In [13]:
import pandas as pd

def drop_high_missing_percent_columns(df):
    # Drop columns with more than 25% missing values
    df = df.dropna(thresh=len(df) * 0.25, axis=1)
    return df

def drop_high_cardinality_columns(df):
    # Drop columns with too many distinct values as we want to form clusters within the dataset
    # and create relationships between the features. These distinct values within a single column for
    # every single record blurs the relationships, and as such we are removing it.
    # The entire dataset has about 580k rows at this point, so we are targeting columns with 20% distinct values (116k distinct values)
    high_cardinality_columns = [col for col in df.columns if df[col].nunique() > 116_000]
    # The high_cardinality columns are: ['the_geom', 'the_geom_webmercator', 'book_and_page', 'location', 'parcel_number', 'registry_number', 'pin', 'objectid', 'lat', 'lng']
    # We want to preserve lat,lng so we remove it from the list
    high_cardinality_columns.remove('lat')
    high_cardinality_columns.remove('lng')
    df = df.drop(columns=high_cardinality_columns)
    return df

def filter_single_multifamily_homes(df):
    # Filter out only homes (single / multi-family homes)
    df = df[(df['category_code_description'] == "SINGLE FAMILY")]
    return df

def drop_specific(df):
    # Dropped in order to avoid recency bias
    df = df.drop(columns=['assessment_date'])

    # There's only a single category: Single Family Home(s) and both of these columns have redundant information of the same single value representing single-family home(s).
    df = df.drop(columns=['category_code'])
    df = df.drop(columns=['category_code_description'])

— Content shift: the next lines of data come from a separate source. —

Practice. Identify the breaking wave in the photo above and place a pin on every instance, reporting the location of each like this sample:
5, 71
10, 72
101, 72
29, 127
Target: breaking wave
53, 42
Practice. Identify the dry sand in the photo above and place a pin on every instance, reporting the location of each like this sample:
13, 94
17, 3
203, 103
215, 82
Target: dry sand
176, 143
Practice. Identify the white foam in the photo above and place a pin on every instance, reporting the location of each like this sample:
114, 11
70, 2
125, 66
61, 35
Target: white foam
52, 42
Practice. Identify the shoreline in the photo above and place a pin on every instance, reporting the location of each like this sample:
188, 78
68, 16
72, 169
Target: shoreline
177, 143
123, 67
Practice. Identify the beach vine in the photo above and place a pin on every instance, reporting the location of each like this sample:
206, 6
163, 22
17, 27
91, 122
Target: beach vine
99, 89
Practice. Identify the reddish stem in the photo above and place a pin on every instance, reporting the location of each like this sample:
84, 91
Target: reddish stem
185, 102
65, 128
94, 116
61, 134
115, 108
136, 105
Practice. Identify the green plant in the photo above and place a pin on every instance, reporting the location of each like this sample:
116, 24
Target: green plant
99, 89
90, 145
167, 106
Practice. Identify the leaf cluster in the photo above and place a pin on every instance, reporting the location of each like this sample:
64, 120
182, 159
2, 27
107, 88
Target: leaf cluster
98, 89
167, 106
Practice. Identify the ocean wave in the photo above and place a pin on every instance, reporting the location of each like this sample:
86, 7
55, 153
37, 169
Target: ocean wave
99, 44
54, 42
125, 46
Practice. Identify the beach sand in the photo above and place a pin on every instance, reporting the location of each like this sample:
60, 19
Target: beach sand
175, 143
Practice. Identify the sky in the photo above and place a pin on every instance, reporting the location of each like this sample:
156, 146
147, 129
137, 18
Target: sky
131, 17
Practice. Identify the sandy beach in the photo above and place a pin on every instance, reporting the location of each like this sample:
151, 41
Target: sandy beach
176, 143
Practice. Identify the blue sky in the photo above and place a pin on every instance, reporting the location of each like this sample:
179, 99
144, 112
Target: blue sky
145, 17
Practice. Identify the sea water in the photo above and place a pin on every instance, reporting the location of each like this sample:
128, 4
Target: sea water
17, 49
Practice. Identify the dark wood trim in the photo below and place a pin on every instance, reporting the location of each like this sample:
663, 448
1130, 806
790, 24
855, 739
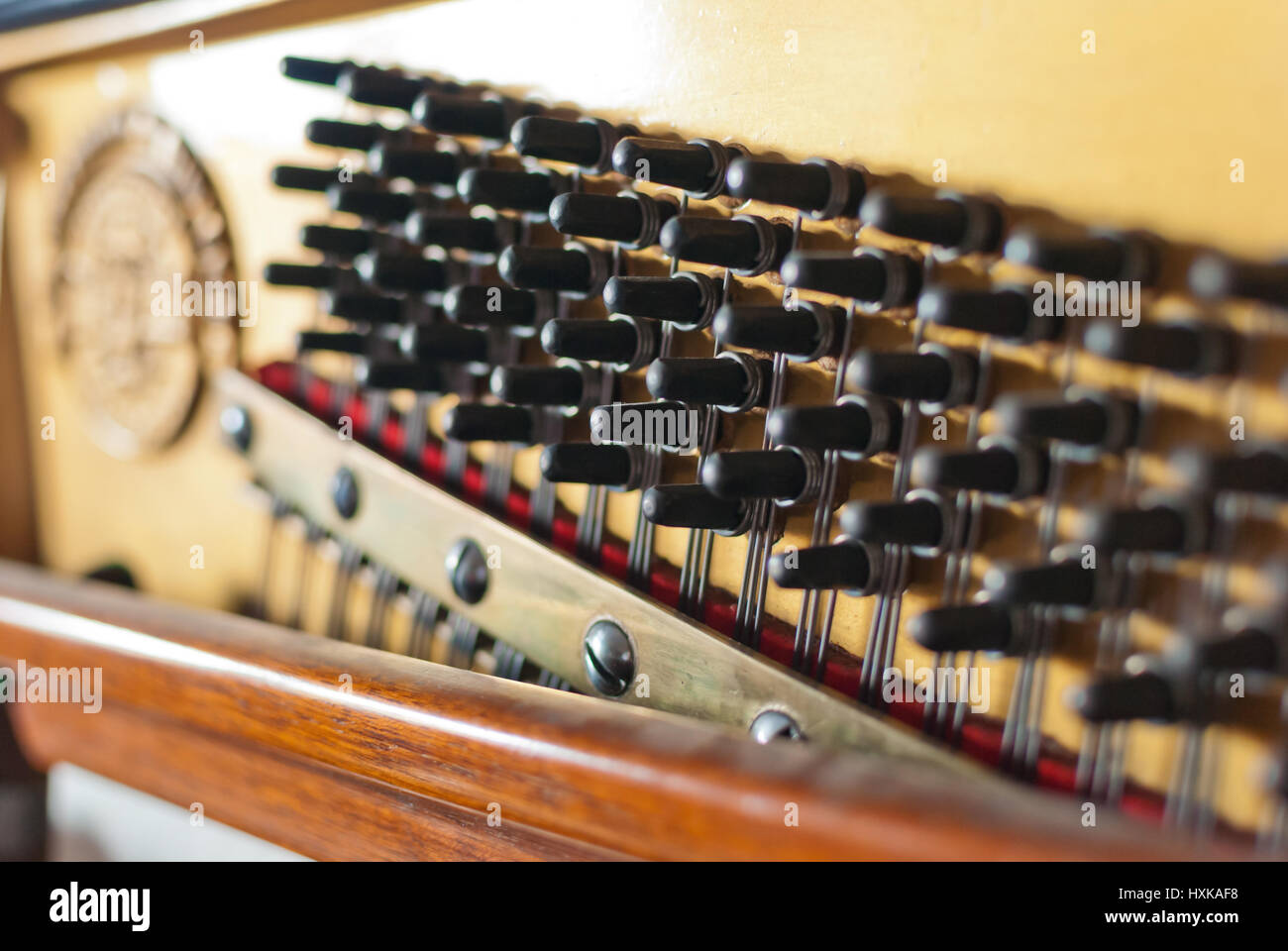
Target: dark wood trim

    # This column only re-assures us if the year built has been estimated and doesn't really provide us value towards estimating an valuation of the property.
    # More valuable alternative is the year_built column which also has much less missing values.
    df = df.drop(columns=['year_built_estimate'])

    # Dropped in order to avoid recency bias
    df = df.drop(columns=['recording_date'])
    # Drop columns: 'mailing_city_state', 'mailing_zip' b/c the mailing address / state of a property owner doesn't indicate a property's worth.
    df = df.drop(columns=['mailing_city_state', 'mailing_zip'])

    # Dropped building_code because it was not possible to find a clear definition of what the codes had represented.
    # There is no updated code manual nor is it even described within the metadata of the Office of Phildelphia's Assessment 
    df = df.drop(columns=['building_code'])

    # Dropped b/c water department uses this as some form of identification number that was not clarified by the Office of Philadelphia's metadata.
    df = df.drop(columns=['street_code'])

    # Too many missing values and near impossible to impute. It is simply a nominal attribute that is hard to attribute towards our target variable and very susceptible
    # to forming bad patterns within our model such as north direction could increase market valuation, but the zipcode and lat/lng are better indicators of an area based
    # valuation.
    df = df.drop(columns=['street_direction'])
    
    # Unknown definition of two-digit numbers, weren't even listed in the OPA's metadata
    df = df.drop(columns=['building_code_new'])

    # Remove all Vacant Land Properties from the dataset
    df = df[~df['building_code_description'].str.contains("VACANT", regex=False, na=False)]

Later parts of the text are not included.